If you feel nervous sharing a written review, then it can help to tell people something like "Look, I expect I got some things wrong in my analysis, could you do me a favor and point out the mistakes you see?". If you're nervous about speaking up in a meeting then you can start with something like "I might be misunderstanding something important here but ...". This also communicates to those around you that you know you might be wrong and you're open to being told so. It actually shows more strength and maturity, which makes others feel more comfortable and more likely to tell you your mistakes (rather than just thinking them in the privacy of their own heads). 

No-one likes defensiveness and it only makes you look immature and weak. Be the grown-up in the room that people can trust (it feels good too). If you feel defensiveness welling up, remember humility, stop clinging to this facade that you are trying to maintain. The defensiveness comes because you are defending and clinging to some set of labels, some image of yourself. Let it go.

When I feel defensiveness, I personally like to remember my humility with the humor of Anthony de Mello. He jokes:

That’s the most liberating, wonderful thing in the world, when you openly admit you are an ass.  It’s wonderful.  Then, when people tell me “you’re wrong” I reply, “Well, what can you expect of an ass?”

Getting started

If you want to begin understanding system internals but not sure how then there are two things you can start with: 

  • Start with the background reading. Start reading some books, some blogs and some engineering papers. The only aim is to learn. There are no deadlines, only the rigor to keep at it, little by little. 

  • Learn a system that is relevant to your job now. For me, it was reading the book “SQL Server Concurrency: Locking, Blocking, and Row Versioning” in 2013, and then a load of SQL Server performance blogs. It made an immediate impact on my job at the time as I became “the guy” for SQl Server performance.

If you’re lucky, you’ll do both.

The end

Looking over my list of things, I dedicated as much time to psychological aspects as anything else. I think the psychological side is probably the most important and hardest to get right. Our own foolishness often gets in the way of learning. We can form opinions then feel the need to defend them when we should be welcoming counter opinions. If I could summarize it, it would be: humility, humility, humility.

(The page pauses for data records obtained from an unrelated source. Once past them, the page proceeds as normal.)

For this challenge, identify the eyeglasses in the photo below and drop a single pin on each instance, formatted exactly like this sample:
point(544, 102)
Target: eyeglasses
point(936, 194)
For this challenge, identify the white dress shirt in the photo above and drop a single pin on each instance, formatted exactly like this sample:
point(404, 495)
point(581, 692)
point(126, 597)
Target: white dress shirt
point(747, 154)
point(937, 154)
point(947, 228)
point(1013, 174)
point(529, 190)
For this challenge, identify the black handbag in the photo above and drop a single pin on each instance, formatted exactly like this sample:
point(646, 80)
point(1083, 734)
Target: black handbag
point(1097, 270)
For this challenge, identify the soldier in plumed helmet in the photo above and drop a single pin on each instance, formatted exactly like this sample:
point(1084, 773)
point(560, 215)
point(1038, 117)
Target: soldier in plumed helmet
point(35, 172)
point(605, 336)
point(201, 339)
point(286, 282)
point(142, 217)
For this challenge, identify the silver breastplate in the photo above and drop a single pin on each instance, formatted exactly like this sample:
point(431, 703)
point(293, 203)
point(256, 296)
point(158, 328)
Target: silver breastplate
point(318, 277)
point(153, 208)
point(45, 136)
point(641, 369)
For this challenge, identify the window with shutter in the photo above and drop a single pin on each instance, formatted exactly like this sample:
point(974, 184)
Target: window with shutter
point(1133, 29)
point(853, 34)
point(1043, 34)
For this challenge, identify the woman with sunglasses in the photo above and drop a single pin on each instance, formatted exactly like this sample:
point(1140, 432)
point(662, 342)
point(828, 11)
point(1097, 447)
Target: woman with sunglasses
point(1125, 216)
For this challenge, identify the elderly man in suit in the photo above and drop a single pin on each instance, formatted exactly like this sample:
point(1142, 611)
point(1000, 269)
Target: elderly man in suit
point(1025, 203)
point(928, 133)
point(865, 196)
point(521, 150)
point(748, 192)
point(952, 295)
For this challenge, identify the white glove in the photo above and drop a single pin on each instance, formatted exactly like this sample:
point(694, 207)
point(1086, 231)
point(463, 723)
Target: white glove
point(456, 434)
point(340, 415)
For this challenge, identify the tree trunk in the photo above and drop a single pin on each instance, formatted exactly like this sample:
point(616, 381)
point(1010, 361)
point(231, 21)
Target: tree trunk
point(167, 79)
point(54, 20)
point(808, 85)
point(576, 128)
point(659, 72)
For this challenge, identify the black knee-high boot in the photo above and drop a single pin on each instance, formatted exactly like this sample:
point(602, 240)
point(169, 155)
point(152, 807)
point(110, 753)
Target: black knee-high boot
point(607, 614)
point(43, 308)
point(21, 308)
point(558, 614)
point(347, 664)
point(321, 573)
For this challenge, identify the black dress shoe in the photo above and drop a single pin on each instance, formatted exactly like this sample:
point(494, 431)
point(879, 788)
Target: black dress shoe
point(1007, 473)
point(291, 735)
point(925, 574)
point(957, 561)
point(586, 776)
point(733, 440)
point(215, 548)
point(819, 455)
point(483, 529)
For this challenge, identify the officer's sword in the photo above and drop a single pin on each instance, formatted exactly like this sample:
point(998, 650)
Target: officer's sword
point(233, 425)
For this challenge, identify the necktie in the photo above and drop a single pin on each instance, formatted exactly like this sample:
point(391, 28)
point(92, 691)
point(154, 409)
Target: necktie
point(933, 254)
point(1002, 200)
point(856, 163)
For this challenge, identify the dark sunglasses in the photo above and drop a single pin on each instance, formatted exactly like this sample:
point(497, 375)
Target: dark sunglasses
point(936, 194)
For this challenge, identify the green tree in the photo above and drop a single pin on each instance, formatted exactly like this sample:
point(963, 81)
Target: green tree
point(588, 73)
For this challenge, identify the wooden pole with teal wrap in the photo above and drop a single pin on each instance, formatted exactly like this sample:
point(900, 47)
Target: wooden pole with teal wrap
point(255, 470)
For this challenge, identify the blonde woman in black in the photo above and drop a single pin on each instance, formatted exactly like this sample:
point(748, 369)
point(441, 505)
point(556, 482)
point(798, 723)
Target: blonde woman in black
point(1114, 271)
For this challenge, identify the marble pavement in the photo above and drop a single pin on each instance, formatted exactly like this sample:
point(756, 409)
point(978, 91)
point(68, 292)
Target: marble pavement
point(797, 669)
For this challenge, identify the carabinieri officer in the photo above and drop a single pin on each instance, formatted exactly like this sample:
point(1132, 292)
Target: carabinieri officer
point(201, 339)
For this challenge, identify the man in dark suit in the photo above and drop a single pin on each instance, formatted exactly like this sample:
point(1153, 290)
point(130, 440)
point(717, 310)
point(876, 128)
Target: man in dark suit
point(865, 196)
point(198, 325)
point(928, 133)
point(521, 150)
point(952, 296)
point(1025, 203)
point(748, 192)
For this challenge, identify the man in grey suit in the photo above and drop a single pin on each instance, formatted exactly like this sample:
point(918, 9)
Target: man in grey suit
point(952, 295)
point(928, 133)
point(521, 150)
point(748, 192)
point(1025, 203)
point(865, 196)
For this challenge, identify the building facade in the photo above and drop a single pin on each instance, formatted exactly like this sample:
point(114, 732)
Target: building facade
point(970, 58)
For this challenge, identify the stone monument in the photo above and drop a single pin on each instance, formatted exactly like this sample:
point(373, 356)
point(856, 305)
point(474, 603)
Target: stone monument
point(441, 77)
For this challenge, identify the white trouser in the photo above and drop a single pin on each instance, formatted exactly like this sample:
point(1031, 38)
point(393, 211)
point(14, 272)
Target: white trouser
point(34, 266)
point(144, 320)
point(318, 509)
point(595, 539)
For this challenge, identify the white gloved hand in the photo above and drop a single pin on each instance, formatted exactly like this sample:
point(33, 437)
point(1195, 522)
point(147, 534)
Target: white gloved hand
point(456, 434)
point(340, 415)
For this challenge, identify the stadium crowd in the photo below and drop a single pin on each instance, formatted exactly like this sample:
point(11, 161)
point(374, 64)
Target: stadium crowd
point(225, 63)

The ability to learn effectively itself must be learned. Software is complicated, it's messy, it changes so quickly, how can any of us be so sure we’re right? With this level of change, the ability to learn is the most important skill of all. Tackle learning with humility, don’t be afraid to share your understanding - let people help you there. If you got something wrong, it wasn’t you, it was your understanding that was wrong.

It might seem at times that there is too much to learn, a system is too big, there are too many moving parts - relax! Take it easy and bite off one piece at a time. Build the mental model piece by piece, it will be your map so you don’t get lost. Starting to read a new codebase is always an exercise in flailing and groping in the dark at first. Be patient and keep going, you’ll soon look back at the valley where you started and be amazed at how far below you it has become.


Ps, I should probably give some recommendations for distributed systems reading. There are already plenty of lists you can find with a Google search, one that I used to refer to a lot is https://github.com/asatarin/testing-distributed-systems. In terms of broad, high level learning to start with, I don’t think you can go wrong with the book Database Internals by Alex Petrov. Martin Kleppmann did an excellent YouTube playlist , a book Data Intensive Applications, as well as a number of great blog posts. I also read Marc Brooker, Mahesh Balakrishnan, and Phil Eaton, who is very active getting a lot of discussion going. Finally, there is a wealth of learning in the Jepsen analyses. There will of course be lots more out there.